Pero como buen japonés mata con buenos modales mostrando el respeto y la reverencia hacia un cine que le hizo amar la profesión – en uno de los contados diálogos se despide así del cadáver: “soy japonés... sayonara” – y ofreciendo su gratitud antes de darle la extremaunción. Epílogo oriental, crónica de una muerte anunciada, réquiem por el que va a morir y velatorio, pero también salva orgiástica al cine de hoy – sin aquel cine no podría hacerse éste.
Los hombres mueren, también las modas y los modos - de representación, claro -, pero el tiempo continúa su tránsito inexorable – el niño pequeño mirando cine solo en su butaca y un anciano se sienta a su lado.
Y Jean-Luc Ming-Liang rompe con el encantamiento clásico con todo su arsenal estético, formal y narrativo; desbordando los límites de la pantalla jugando con el campo y el fuera de campo – esa lluvia interminable o la banda sonora del film proyectado - y llega a la cumbre de la genialidad y de la belleza en dos momentos memorables. En el primero - desde ya uno de los planos más inolvidables del cine - un personaje femenino aparece por una puerta justo al lado de la gran pantalla uniendo magistralmente realidad y ficción y despedazando a la vez esa sugestión maligna que perpetraron los clásicos – y que recuerda a su amado Godard en “Los carabineros” cuando los dos brutos saltan de sus butacas y se abalanzan hacia la pantalla al contemplar a una mujer en el baño -. En el segundo, las imágenes de la pantalla se reflejan en la cara de la protagonista ofreciendo un precioso espectáculo de luces y artificios convirtiendo su cara en otra pantalla de cine, metáfora de ese deseado feed-back.

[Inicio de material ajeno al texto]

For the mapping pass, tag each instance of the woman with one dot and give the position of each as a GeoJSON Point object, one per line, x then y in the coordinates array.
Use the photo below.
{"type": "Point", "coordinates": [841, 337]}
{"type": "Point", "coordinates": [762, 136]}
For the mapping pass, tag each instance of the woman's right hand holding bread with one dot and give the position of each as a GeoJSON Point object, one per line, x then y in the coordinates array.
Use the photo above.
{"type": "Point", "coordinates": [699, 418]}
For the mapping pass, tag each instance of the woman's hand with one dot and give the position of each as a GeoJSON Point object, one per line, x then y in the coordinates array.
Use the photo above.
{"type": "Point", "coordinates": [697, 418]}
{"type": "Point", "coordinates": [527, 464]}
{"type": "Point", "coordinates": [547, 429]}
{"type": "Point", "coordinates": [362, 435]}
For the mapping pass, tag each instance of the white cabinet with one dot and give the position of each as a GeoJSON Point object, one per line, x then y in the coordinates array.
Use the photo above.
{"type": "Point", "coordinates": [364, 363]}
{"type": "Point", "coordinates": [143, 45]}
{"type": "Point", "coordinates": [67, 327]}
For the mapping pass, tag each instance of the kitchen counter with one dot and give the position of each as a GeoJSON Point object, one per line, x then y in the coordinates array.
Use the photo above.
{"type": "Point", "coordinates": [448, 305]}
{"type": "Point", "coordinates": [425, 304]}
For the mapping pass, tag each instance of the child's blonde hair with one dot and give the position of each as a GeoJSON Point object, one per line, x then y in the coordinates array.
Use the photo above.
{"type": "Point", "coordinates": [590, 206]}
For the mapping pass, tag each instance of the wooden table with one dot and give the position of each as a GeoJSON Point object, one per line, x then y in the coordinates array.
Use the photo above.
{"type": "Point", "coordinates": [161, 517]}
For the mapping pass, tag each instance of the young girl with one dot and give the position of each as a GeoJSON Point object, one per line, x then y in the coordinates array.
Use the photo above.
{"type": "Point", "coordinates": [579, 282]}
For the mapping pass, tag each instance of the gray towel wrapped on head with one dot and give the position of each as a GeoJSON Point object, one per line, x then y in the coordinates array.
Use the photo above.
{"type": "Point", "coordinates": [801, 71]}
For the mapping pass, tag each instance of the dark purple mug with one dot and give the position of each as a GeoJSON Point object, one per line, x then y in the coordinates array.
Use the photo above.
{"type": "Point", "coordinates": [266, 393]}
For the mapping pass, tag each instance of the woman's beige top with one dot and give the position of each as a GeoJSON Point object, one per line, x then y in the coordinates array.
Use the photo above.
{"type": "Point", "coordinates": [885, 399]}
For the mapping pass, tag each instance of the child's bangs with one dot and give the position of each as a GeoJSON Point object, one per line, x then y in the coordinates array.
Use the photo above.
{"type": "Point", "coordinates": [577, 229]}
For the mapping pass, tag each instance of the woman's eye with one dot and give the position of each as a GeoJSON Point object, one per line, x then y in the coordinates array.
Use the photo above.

“Good bye, Dragon Inn”, como la vida, avanza inexorablemente, devorando cadáveres por el camino, convirtiendo la sala y sus aledaños en un microcosmos donde el tiempo pasa velozmente - a veinticuatro fotogramas por segundo – y del que, como Groucho Marx, nos queremos apear para avanzar con más lentitud – escapando de nuestro estado hipnótico – antes de que desaparezcamos. Y en ese mundo en miniatura cinematográfico los personajes deambulan – como recuerdos grabados en la memoria - con los mismos vicios que padecen en sociedad.
La soledad de la mujer coja, apartada de la humanidad, abrazándose a las paredes para no molestar a nadie, queriendo desaparecer y sin embargo sin dejar de caminar fantasmalmente arrastrando pesadas cadenas sin saber adónde ir, como un Sísifo estival - que derretida la nieve - es condenado a vagar eternamente por el cine subiendo y bajando escaleras adentrándose en las entrañas de la máquina para poner en jaque mate su magia.
La incomunicación, donde Tsai Ming-Liang pone su acento de autor con una provocadora puesta en escena sobresaliente que manda callar a los personajes – incluso cuando el protagonista intenta ligar, su conversación es sustituida por la que mantienen los actores de la película de samuráis en otro intento por enterrar al espectador hipnotizado y mezclar realidad y ficción - o los hacina en los rincones – las escenas magistrales en las butacas y en el lavabo donde aprisionan y coartan la libertad del chico afeminado.
Tsai Ming-Liang, el nuevo Ozu, ojalá no se tarde tanto en reconocer su maestría. Pese a las alergias que provoca... ya se sabe el dicho, ¡sarna con gusto no pica!